Les criminels crypto utilisent déjà l’IA pour frauder à grande échelle. Chainalysis leur répond avec ses premiers agents d’intelligence blockchain, dévoilés le 31 mars 2026. Ces outils automatisent enquêtes et conformité pour n’importe quel employé, sans formation technique. Une riposte calculée dans une course aux armements qui ne fait que commencer.
En bref :
- Chainalysis lance des agents IA pour automatiser les enquêtes crypto dès l’été 2026.
- Les outils s’appuient sur 10 millions d’enquêtes réelles et des données admissibles en justice.

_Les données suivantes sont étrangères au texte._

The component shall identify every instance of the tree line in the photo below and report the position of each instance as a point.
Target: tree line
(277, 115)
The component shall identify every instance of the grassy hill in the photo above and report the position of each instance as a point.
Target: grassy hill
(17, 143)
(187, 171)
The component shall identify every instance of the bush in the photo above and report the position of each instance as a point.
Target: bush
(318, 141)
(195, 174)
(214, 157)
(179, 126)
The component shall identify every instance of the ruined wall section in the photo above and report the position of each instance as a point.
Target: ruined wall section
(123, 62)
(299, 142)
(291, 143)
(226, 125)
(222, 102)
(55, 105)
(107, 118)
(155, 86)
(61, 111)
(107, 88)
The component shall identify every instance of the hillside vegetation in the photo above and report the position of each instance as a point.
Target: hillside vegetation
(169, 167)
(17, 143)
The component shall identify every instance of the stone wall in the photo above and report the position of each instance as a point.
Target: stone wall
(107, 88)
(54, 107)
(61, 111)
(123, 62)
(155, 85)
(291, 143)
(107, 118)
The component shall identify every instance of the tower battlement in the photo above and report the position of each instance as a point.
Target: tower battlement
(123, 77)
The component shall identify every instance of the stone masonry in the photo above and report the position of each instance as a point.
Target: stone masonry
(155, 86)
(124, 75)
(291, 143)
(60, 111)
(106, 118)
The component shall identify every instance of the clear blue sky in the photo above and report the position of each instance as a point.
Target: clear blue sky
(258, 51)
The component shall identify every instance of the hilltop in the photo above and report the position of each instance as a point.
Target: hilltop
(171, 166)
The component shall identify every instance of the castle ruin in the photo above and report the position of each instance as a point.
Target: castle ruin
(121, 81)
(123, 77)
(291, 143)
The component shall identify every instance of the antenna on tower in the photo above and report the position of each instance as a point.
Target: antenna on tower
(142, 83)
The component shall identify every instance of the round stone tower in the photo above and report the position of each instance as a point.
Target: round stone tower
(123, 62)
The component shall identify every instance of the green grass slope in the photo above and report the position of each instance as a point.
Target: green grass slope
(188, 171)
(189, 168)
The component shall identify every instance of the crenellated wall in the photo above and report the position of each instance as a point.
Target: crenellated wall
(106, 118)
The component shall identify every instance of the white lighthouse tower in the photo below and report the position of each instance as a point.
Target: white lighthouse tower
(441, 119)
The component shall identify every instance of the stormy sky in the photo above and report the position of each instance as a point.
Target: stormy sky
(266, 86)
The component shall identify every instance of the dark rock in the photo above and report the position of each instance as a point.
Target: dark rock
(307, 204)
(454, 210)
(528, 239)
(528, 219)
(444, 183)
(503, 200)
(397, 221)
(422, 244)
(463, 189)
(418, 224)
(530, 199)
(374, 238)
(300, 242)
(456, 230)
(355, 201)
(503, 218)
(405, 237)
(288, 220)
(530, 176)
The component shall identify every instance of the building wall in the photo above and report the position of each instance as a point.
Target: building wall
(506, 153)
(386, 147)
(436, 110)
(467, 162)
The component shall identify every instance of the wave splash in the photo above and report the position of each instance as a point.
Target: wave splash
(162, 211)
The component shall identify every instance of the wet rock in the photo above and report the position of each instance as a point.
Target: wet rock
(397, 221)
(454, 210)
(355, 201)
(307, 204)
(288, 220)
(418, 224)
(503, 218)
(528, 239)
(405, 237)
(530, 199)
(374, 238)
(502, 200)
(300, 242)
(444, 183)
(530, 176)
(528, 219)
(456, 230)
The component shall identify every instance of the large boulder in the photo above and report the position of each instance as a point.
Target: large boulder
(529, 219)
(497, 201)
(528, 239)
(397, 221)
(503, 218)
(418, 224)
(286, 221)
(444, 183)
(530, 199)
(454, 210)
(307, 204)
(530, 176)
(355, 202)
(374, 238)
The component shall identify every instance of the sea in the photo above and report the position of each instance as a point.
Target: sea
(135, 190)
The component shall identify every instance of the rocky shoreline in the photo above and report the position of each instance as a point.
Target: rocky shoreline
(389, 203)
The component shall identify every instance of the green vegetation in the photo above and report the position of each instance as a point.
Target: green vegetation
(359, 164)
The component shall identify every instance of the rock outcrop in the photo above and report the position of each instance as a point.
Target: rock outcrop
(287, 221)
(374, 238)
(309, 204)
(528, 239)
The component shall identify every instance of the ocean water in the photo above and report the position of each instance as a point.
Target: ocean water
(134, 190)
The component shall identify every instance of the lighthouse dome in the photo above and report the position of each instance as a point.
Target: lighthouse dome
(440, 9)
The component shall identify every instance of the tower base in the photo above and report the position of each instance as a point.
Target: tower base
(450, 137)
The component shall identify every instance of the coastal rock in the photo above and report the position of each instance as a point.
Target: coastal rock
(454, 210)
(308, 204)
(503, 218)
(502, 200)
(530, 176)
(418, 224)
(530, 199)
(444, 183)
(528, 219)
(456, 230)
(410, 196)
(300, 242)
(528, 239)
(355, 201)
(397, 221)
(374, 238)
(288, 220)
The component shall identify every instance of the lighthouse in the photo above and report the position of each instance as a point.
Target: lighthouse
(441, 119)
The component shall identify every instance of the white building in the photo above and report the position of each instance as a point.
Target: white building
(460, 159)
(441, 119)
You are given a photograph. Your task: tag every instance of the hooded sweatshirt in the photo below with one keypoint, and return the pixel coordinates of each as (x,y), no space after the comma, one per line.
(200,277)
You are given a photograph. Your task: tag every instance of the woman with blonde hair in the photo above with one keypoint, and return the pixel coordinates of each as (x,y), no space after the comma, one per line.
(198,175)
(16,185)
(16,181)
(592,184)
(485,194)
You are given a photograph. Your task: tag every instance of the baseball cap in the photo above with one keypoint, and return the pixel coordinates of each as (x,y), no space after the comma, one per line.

- L’humain garde le contrôle ; les agents amplifient la vitesse sans remplacer les analystes
L’IA criminelle avance, Chainalysis décide d’accélérer
La fraude crypto est devenue industrielle. Les réseaux illicites automatisent le blanchiment, les arnaques et les vols à grande échelle grâce à l’intelligence artificielle. Face à cette menace, Chainalysis estime que 17 milliards de dollars ont été dérobés via des escroqueries crypto en 2025, les arnaques dopées à l’IA s’avérant bien plus rentables que les méthodes traditionnelles.
C’est dans ce contexte que la société a frappé fort. Lors de sa conférence annuelle Links, le PDG Jonathan Levin présente ce déploiement comme une réponse directe aux acteurs criminels qui utilisent déjà l’IA pour amplifier la fraude, le vol et le blanchiment d’argent. Le message est limpide : si les criminels accélèrent, les enquêteurs doivent faire de même.
Ce qui distingue cette annonce d’un simple gadget marketing, c’est la fondation sur laquelle repose la technologie. Chainalysis a constitué le jeu de données blockchain le plus complet au monde, approuvé par des gouvernements, des institutions financières et des entreprises crypto pour enquêter, se conformer et se protéger, et ses données ont été jugées recevables devant les tribunaux. Autrement dit, les agents ne s’appuient pas sur des suppositions : ils raisonnent à partir de preuves vérifiées.
Concrètement, les agents peuvent aider les utilisateurs à identifier les analyses nécessaires et les transactions potentiellement pertinentes, le tout nourri par quelque 10 millions d’enquêtes menées dans le logiciel Chainalysis Reactor.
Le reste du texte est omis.